One primary reason: In order to achieve some social engineering objective, the central bank in your country has done something sufficiently stupid to defy economic reality (like setting interest rates near zero) and thereby motivate domestic capital to flee to foreign countries that pay high rates of interest.
Faced with the probability of being robbed by inflation and/or zero interest rates, private creditors will move their capital to foreign countries. Some will claim that these private financial moguls are unpatriotic when they export their capital. But, what is anyone’s “patriot duty” to allow themselves to be robbed–even by their own government and/or central bank?
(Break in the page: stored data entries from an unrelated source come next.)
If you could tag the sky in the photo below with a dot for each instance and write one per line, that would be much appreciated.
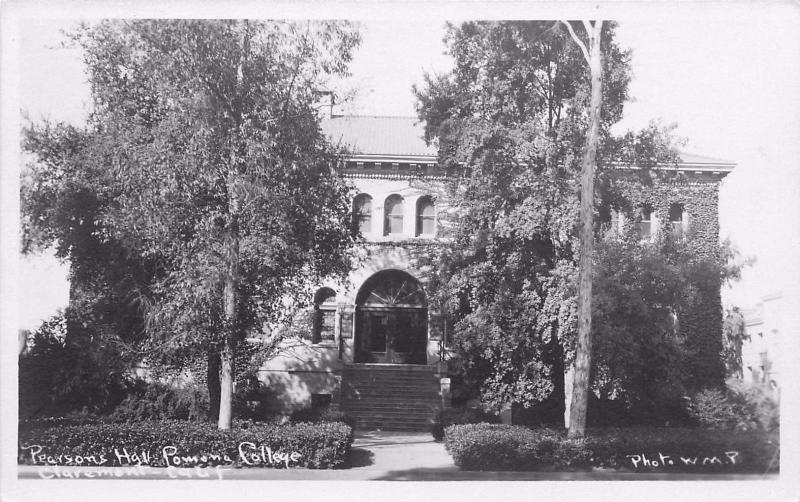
(729, 77)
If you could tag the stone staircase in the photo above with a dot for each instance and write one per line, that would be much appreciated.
(390, 397)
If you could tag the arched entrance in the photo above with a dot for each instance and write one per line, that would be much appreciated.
(391, 320)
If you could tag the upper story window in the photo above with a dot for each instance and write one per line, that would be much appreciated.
(324, 315)
(644, 222)
(393, 215)
(426, 216)
(362, 214)
(676, 220)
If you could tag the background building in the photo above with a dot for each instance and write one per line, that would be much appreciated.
(372, 344)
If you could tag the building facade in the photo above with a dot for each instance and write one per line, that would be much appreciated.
(376, 342)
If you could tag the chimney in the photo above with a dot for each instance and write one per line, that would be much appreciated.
(325, 102)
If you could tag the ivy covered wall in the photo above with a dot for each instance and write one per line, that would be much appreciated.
(700, 311)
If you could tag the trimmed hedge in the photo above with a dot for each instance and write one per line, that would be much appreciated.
(640, 449)
(184, 444)
(461, 415)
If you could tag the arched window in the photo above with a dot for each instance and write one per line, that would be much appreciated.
(644, 222)
(362, 214)
(676, 220)
(324, 317)
(393, 215)
(426, 216)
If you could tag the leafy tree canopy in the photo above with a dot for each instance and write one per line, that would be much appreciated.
(511, 118)
(198, 128)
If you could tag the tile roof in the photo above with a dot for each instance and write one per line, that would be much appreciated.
(403, 136)
(377, 135)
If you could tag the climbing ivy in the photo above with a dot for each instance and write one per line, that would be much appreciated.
(699, 310)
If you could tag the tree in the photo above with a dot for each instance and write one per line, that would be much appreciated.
(511, 118)
(583, 352)
(219, 172)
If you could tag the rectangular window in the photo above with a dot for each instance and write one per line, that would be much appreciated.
(645, 224)
(327, 331)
The truth may well be that the “greedy S.O.B.s” who move their currency to whichever economy pays the highest rates of interest may be doing the world a great service. By moving their currency to the nations that pay the highest interest rates, the private speculators may be undermining and even destroying the central banks’ (and New World Order’s) capacity to rule individual nations and the globe.
If so, we can expect one or more of the following:
1) The central banks will collapse;
2) The central banks will fight for their survival by somehow devising capital controls that prevent private speculators from moving capital around the world;
3) Digital currency (which makes money movement almost impossible to stop) will be eliminated (that’s certainly unlikely)
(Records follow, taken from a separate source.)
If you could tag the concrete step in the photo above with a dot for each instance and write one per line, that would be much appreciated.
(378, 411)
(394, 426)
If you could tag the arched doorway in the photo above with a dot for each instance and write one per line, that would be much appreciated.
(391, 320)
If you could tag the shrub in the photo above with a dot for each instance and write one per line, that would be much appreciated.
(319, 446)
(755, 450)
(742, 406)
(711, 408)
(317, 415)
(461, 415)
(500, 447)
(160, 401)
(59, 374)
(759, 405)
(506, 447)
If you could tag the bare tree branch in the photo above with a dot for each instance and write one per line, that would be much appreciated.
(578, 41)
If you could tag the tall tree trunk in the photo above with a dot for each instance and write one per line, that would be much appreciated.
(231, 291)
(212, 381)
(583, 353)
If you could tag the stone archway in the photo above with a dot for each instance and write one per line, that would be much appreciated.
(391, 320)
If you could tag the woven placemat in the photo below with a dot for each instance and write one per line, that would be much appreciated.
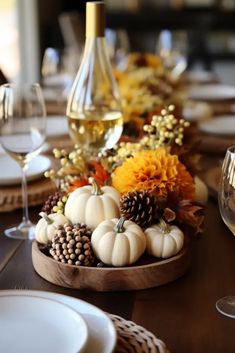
(132, 338)
(38, 192)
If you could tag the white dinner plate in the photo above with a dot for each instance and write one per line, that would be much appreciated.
(57, 126)
(213, 92)
(196, 111)
(223, 125)
(10, 173)
(30, 324)
(200, 76)
(102, 335)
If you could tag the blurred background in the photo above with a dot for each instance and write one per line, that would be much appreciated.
(200, 32)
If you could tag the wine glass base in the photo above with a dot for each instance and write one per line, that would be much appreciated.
(26, 230)
(226, 306)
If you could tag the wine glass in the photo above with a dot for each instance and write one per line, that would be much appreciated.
(22, 135)
(118, 46)
(57, 70)
(226, 305)
(172, 50)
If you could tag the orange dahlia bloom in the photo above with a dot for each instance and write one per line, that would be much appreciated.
(156, 171)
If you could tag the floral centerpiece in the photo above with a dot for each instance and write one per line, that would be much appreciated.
(146, 87)
(140, 197)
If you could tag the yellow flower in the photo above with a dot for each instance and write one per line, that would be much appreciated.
(156, 171)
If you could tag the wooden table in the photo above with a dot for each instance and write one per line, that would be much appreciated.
(181, 313)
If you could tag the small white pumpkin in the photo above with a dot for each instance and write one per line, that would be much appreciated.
(201, 191)
(92, 204)
(164, 240)
(47, 225)
(118, 244)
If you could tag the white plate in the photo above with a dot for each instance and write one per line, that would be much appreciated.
(10, 173)
(57, 126)
(223, 125)
(195, 111)
(212, 92)
(200, 76)
(102, 334)
(30, 324)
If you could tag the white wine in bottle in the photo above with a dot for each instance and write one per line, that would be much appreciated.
(94, 106)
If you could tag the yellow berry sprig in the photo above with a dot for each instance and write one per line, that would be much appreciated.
(164, 130)
(71, 164)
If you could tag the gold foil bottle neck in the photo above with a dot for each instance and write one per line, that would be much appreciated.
(95, 19)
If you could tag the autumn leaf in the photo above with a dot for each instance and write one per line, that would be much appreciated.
(77, 183)
(191, 213)
(99, 174)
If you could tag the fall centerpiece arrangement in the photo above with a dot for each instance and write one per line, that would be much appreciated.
(139, 200)
(146, 87)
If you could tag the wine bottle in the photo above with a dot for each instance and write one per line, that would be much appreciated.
(94, 106)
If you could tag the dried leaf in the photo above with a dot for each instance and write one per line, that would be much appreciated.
(191, 214)
(77, 183)
(169, 215)
(100, 174)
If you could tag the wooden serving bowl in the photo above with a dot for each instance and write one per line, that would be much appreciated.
(145, 274)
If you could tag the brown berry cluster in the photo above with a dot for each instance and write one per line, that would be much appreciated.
(71, 244)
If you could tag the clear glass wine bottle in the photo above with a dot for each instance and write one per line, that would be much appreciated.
(94, 106)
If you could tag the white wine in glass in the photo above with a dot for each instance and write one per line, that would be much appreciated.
(22, 135)
(226, 305)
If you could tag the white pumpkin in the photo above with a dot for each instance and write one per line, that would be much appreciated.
(92, 204)
(201, 191)
(47, 225)
(164, 240)
(118, 242)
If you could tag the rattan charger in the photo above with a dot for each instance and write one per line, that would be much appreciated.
(132, 338)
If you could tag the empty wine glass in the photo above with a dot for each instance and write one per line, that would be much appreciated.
(22, 135)
(118, 46)
(226, 305)
(57, 71)
(172, 50)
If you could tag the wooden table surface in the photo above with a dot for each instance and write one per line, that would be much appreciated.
(181, 313)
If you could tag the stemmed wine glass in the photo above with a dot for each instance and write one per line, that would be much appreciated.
(22, 135)
(172, 50)
(226, 305)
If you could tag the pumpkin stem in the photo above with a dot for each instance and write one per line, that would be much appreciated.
(119, 227)
(164, 226)
(96, 189)
(45, 216)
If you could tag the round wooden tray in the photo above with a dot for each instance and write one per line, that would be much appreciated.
(143, 276)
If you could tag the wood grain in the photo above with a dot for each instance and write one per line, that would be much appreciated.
(38, 192)
(109, 278)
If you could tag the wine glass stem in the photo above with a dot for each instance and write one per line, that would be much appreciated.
(25, 217)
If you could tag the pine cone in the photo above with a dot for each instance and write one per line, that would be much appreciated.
(51, 202)
(55, 203)
(139, 207)
(71, 244)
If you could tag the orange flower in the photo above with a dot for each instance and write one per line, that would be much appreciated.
(156, 171)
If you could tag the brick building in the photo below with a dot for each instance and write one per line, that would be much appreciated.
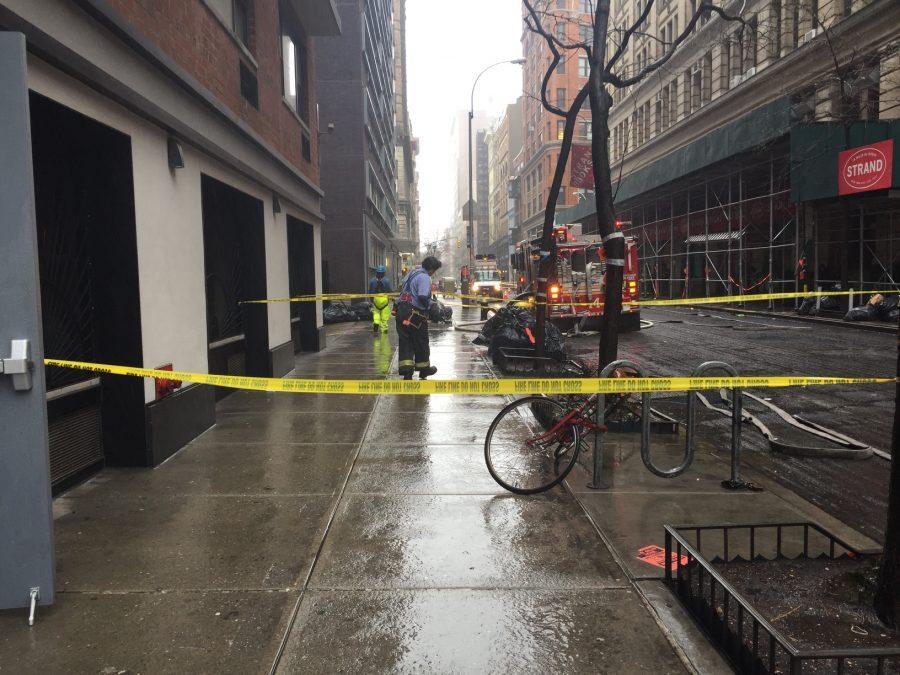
(406, 149)
(730, 154)
(175, 167)
(355, 79)
(542, 130)
(505, 146)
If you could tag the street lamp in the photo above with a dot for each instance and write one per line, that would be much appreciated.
(470, 228)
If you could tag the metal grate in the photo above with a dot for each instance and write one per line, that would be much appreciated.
(749, 640)
(76, 443)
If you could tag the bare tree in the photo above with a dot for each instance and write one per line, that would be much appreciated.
(887, 593)
(605, 74)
4) Private speculator access to digital currency (which makes money movement almost impossible to stop) will be eliminated or restricted to a maximum of, say, $10,000 per transaction or per day;
5) Faced with what may be a mortal threat (private creditors moving their digital currency around the world), central banks may react by launching a crusade against private creditors which causes those private creditors to be vilified, charged criminally and imprisoned.
It might be argued that the primary purpose of “FATCA” (Foreign Account Tax Compliance Act of A.D. 2010) is to take a preliminary steps towards establishing capital controls relative to the US. Under FATCA, digital currency can’t easily leave the US or enter the US without being reported and subjected to taxes high enough to discourage the movement of capital. FATCA hasn’t stopped the outflow of US currency, but it has restricted that outflow. By establishing reporting requirements for capital that moves outside the US or is earned by “US persons” outside the US, FATCA lays the foundation for later capital controls. First, the gov-co discovers where the capital is located and how much more capital is being earned. Later, based on those reports, the government may establish genuine controls that prevent the movement of known capital kept outside the country.
One way or another, you’ll see capital controls in your future. If there aren’t, you’ll see central banks fail.